Von Hardesty and Gene Eisman take you back to the origins, before Sputnik, through its launch in October of 1957 and into the arms of current space. With eloquence and discernment they bring to life the voices of the electrifying story from both sides of the Iron Curtain. There is magic in these pages because what you are hearing isn't competing specifications but rather the rise and fall of mutual dreams.

Noah could have floated on the flood of space books currently available. Epic Rivalry is the place to dip your oar. It's the core of the whole story. If you are old enough to remember or young enough to wonder, Epic Rivalry is your book and Hardesty and Eisman your always illuminating guides.
Anasius
Overall, I thought this book was somewhat shallow, with little "meat" to fully engage the reader. It's an OK overview for someone who really didn't know much about rocket development/space programs from the 40's to the early 70's.

I found the discussion of German rocket development during WWII the most interesting part, and learned a few things about the Russian space efforts that I hadn't heard before. The discussion of the US space program was fairly mundane. If you followed the news during that period of time you'll already know most of what's presented here.
Naktilar
This should be a good book, but disappoints in both the quantity and quality of its coverage of the great power rivalry for the dominance of space.

It starts well, with an first-person account by Sergei Kruschchev of the first Sputniks. Kruschchev had a unique vantage point on the whole affair, as a technically knowledgeable person with an insider's pass on the political affairs of the Soviet Union. The first chapter or so, on the WW II German effort is worthwhile as well.

From that point it deteriorates rapidly into superficial re-hashes of old news, poorly presented. I started working on an errata, but gave up after averaging one a page for twenty pages. Some are slipups on minor facts: page 159 map referring to "Kennedy Space Flight Center", or using the acronym "LEM", which was discarded in the early 60's, or saying that the Cape was scorpion infested. Some are bad editing, leading to incorrect statements: p. 249 "Mir, which remained in orbit between 1971 and 2001". Some are failures to globally edit, e.g. telling the tale of the renaming of Cape Canaveral twice. There's also a problem of scope: at times it can't decide if it wants to be about the 50s and 60s or today. This on top of being full of technical groaners too numerous to count, like constantly calling RP-1 "volatile" or completely missing the point on why Gemini used ejection seats rather than an escape tower.
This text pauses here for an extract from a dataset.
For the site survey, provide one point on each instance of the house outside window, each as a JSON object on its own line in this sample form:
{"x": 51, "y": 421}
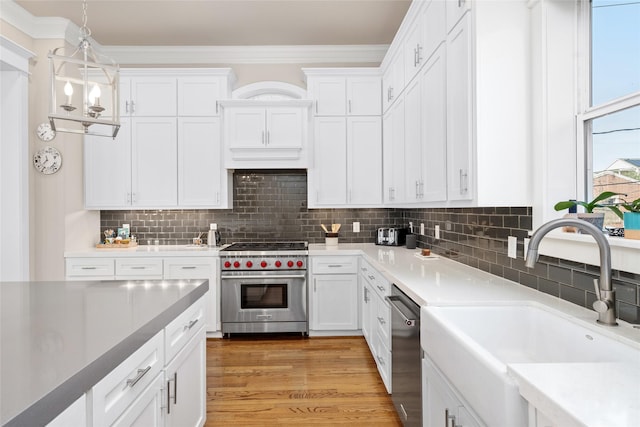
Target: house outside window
{"x": 610, "y": 121}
A single volume account of the most turbulent days of the space effort would be welcome; sadly, this isn't it. I wish I could even recommend it as an introduction, to be followed immediately by something more in-depth, but it's so full of inaccuracies I would be doing the reader a disservice. For the interested reader, "Apollo" by Murray and Cox, and "Red Star in Orbit" by James Oberg will readably take you through the two sides, are much more thorough and technically correct, and both rated 5 stars by hordes of readers. They will take you three times as long to read, but you will ultimately profit by not having to unlearn any thing later.